ROLES OF HISTIDINE-194, ASPARTATE-163, AND A GLYCINE-RICH SEQUENCE OF NAD(P)H-QUINONE OXIDOREDUCTASE IN THE INTERACTION WITH NICOTINAMIDE COENZYMES

NAD(P)H:(quinone-acceptor) oxidoreductase (NQOR, EC 1.6.99.2), an enzyme catalyzing the obligatory two electron reduction of quinones, can utilize both NADH and NADPH as electron donors at similar efficiencies. Based on site-directed mutagenesis studies, we previously suggested that the glycine-rich region of rat liver NQOR is important for the binding of NAD(P)H (Ma et al., J. Biol. Chem. 267, 22298-22304, 1992). However, the mode of interactions between the active site and NADH or NADPH is not clearly known. In this study, we conducted site directed mutagenesis experiments and identified H194 and D163 of NQOR as key residues affecting the K-m of NADPH. Steady-state kinetic analysis for the reduction of dichloroindophenol (DCIP) showed that K-m(NADPH) values of purified mutant proteins H194D, H194A, and D163V were 288-, 14-, and 96-fold higher, respectively, than that of NQOR; but the K-m(NADH) values were only slightly higher. The k(cat(NADPH)) values were almost the same as that of NQOR in the reduction of DCIP at the respective pH optima which were affected by the mutations. The K-cat(NADH) values of these mutant enzymes were 30 to 60% that of NQOR. In the reduction of menadione, the mutations also caused much larger increases in k(m(NADPH)) than K-m(NADH). The results suggest that H194 and D163 are important for the interaction with the 2'-phosphate group of NADPH. NAD(P)H analogues, N-methyldihydronicotinamide and dihydronicotinamide mononucleotide, can also serve as electron donors for NQOR, but the K-m values were 4.5- and 495-fold higher, respectively, than that with NADH. Mutations at H194 and D163 and at the glycine rich region of NQOR, which increased K-m(NADH) and K-m(NADPH), did not substantially affect the K-m values of these two analogues.
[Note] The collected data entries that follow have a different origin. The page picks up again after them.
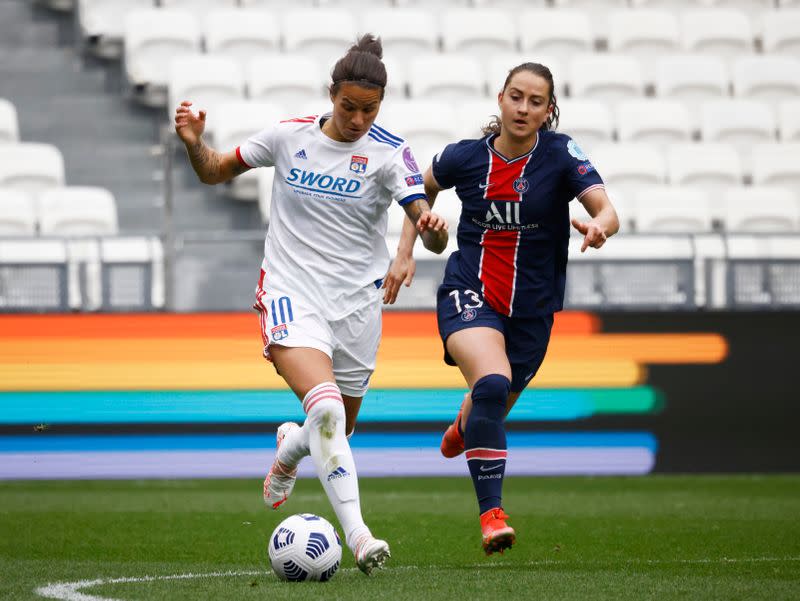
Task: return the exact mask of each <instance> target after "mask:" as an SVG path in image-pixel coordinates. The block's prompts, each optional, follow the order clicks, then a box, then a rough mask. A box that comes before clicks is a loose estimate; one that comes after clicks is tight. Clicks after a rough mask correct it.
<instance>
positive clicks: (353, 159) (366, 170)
mask: <svg viewBox="0 0 800 601" xmlns="http://www.w3.org/2000/svg"><path fill="white" fill-rule="evenodd" d="M368 161H369V159H367V157H362V156H358V155H357V154H354V155H353V156H352V157H350V171H353V172H355V173H358V174H359V175H364V174H365V173H366V172H367V162H368Z"/></svg>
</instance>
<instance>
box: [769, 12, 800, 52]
mask: <svg viewBox="0 0 800 601" xmlns="http://www.w3.org/2000/svg"><path fill="white" fill-rule="evenodd" d="M762 42H763V43H762V46H763V49H764V53H765V54H786V55H790V56H794V57H798V56H800V10H798V9H785V10H775V11H770V12H767V13H765V14H764V29H763V35H762Z"/></svg>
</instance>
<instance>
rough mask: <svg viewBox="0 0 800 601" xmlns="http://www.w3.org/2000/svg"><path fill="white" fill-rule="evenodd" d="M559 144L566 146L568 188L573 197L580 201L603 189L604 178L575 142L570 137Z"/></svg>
mask: <svg viewBox="0 0 800 601" xmlns="http://www.w3.org/2000/svg"><path fill="white" fill-rule="evenodd" d="M558 143H559V144H563V145H564V149H563V150H564V156H565V157H566V158H565V161H566V169H567V177H566V180H567V186H568V187H569V191H570V192H571V193H572V195H573V196H574V197H575V198H577V199H578V200H580V199H581V197H582V196H583V195H584V194H586V193H587V192H589V191H590V190H594V189H595V188H603V187H605V186H604V185H603V178H601V177H600V174H599V173H597V169H595V168H594V165H592V162H591V161H590V160H589V157H588V156H587V155H586V153H585V152H583V150H581V148H580V146H578V145H577V144H576V143H575V140H573V139H572V138H570V137H568V136H564V137H563V138H561V139H559V141H558Z"/></svg>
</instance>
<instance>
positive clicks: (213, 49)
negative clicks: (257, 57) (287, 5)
mask: <svg viewBox="0 0 800 601" xmlns="http://www.w3.org/2000/svg"><path fill="white" fill-rule="evenodd" d="M203 34H204V37H205V42H206V52H208V53H210V54H214V55H218V56H227V57H229V58H233V59H235V60H237V61H238V62H239V64H241V65H244V64H245V63H246V62H247V61H248V60H250V59H251V58H253V57H254V56H258V55H259V54H266V53H269V52H279V51H280V41H281V40H280V27H279V26H278V19H277V14H276V13H274V12H268V11H262V10H241V9H228V10H214V11H211V12H209V13H208V14H207V15H206V16H205V18H204V19H203Z"/></svg>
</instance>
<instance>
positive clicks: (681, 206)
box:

This result is consistent with the suggested roles of these amino acid residues in the interaction with nicotinamide coenzymes. Based on these results, a model of the NAD(P)H binding site is proposed showing the interaction of the pyrophosphate group with the glycine-rich region and the interaction of 2'-phosphate group with H194 and D163. (C) 1995 Academic Press, Inc.